1. **Define the transformation type** in `backend/models/transformation.py`:
   ```python
   class TransformationType(str, Enum):
       SCALING = "scaling"
       ROTATION = "rotation"
       PCA = "pca"
       # Add your new type:
       MY_TRANSFORM = "my_transform"
   ```

2. **Implement the transformation** in `backend/services/transform_engine.py`:
   ```python
   def _apply_my_transform(self, vectors: np.ndarray, params: dict) -> np.ndarray:
       # Your transformation logic
       return transformed_vectors
   ```

3. **Add to the apply method**:
   ```python
   def apply_transformation(self, transformation, vectors):
       if transformation.type == TransformationType.my_transform:
           return self._apply_my_transform(vectors, transformation.parameters)
   ```

4. **Update the frontend** in `ConfigPanel.tsx` to show UI controls for your transformation.
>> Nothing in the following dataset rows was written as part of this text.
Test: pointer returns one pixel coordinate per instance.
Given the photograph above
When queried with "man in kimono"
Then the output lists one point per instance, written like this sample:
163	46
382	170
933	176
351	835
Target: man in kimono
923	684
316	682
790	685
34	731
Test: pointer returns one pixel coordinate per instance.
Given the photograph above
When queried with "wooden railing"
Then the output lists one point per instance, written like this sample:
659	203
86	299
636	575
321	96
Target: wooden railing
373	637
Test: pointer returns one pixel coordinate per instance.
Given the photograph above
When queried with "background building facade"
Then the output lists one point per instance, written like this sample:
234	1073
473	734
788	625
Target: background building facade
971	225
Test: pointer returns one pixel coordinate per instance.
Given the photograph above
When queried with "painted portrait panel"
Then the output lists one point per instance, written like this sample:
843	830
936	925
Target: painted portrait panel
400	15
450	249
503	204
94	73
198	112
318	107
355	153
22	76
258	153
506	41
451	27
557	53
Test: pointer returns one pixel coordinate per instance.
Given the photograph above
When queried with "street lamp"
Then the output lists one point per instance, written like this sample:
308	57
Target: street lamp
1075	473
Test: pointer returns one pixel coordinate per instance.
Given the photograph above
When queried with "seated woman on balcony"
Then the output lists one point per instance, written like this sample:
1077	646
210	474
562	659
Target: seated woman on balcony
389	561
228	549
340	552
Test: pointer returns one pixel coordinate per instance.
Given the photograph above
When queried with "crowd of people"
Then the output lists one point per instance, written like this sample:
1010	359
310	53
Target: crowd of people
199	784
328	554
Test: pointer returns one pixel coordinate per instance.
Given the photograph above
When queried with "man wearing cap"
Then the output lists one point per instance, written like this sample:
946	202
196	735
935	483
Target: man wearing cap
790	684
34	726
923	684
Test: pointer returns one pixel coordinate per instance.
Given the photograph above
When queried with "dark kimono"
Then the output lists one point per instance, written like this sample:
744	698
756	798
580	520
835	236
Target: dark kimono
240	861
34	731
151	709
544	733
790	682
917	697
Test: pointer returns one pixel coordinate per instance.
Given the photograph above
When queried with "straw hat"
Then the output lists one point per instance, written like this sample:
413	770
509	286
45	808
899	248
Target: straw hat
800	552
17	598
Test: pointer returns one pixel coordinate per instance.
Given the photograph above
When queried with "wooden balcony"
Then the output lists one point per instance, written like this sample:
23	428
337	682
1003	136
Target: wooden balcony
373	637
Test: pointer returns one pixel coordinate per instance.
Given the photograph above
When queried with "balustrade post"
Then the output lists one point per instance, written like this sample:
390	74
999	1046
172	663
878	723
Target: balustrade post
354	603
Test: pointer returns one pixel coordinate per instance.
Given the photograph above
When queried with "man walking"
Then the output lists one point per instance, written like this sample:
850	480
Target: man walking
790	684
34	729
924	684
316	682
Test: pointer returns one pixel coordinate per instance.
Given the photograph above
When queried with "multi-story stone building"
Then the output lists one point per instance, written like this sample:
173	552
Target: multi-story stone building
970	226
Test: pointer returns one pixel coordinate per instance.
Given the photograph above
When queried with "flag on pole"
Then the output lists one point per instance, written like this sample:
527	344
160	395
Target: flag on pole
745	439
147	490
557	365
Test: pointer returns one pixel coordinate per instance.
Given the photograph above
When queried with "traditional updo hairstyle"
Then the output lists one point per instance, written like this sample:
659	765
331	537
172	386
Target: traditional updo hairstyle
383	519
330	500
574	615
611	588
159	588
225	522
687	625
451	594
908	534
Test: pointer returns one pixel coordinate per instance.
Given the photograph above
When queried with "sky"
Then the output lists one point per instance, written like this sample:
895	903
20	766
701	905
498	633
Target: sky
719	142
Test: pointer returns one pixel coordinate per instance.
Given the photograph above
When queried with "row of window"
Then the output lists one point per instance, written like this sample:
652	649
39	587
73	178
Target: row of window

### Adding a New Projection Type

1. **Define the projection type** in `backend/models/projection.py`:
   ```python
   class ProjectionType(str, Enum):
       pca = "pca"
       tsne = "tsne"
       # Add your new type:
       my_projection = "my_projection"
   ```

2. **Implement the projection** in `backend/services/projection_engine.py`:
   ```python
   def _compute_my_projection(self, vectors: np.ndarray, params: dict) -> np.ndarray:
       # Your projection logic (should return 2D or 3D coordinates)
       return coordinates
   ```

3. **Add to compute method**:
   ```python
   def _compute_projection(self, projection):
       if projection.type == ProjectionType.my_projection:
           coords = self._compute_my_projection(vectors, projection.parameters)
   ```

4. **Update the frontend** to show your projection type in dropdowns and add any parameter controls.

## Tech Stack

- **Backend**: Python 3.11+, FastAPI, NumPy, scikit-learn, Pydantic
- **Frontend**: React 18, TypeScript, Plotly.js, ReactFlow, Zustand
- **Build Tools**: Vite, Pixi (Python environment management)

## Development

### Running Tests

```bash
# Backend tests
pixi run test-backend

# Frontend tests
cd frontend && npm test
```

### Code Style

- Python: Follow PEP 8, use type hints
- TypeScript: Use strict mode, prefer interfaces over types

## License

MIT License - see [LICENSE](LICENSE) for details.

## Contributing

1. Fork the repository
2. Create a feature branch
3. Make your changes
4. Run tests
5. Submit a pull request

## Credits

**Conceptualized by**: [Kyle Cranmer](https://github.com/cranmer)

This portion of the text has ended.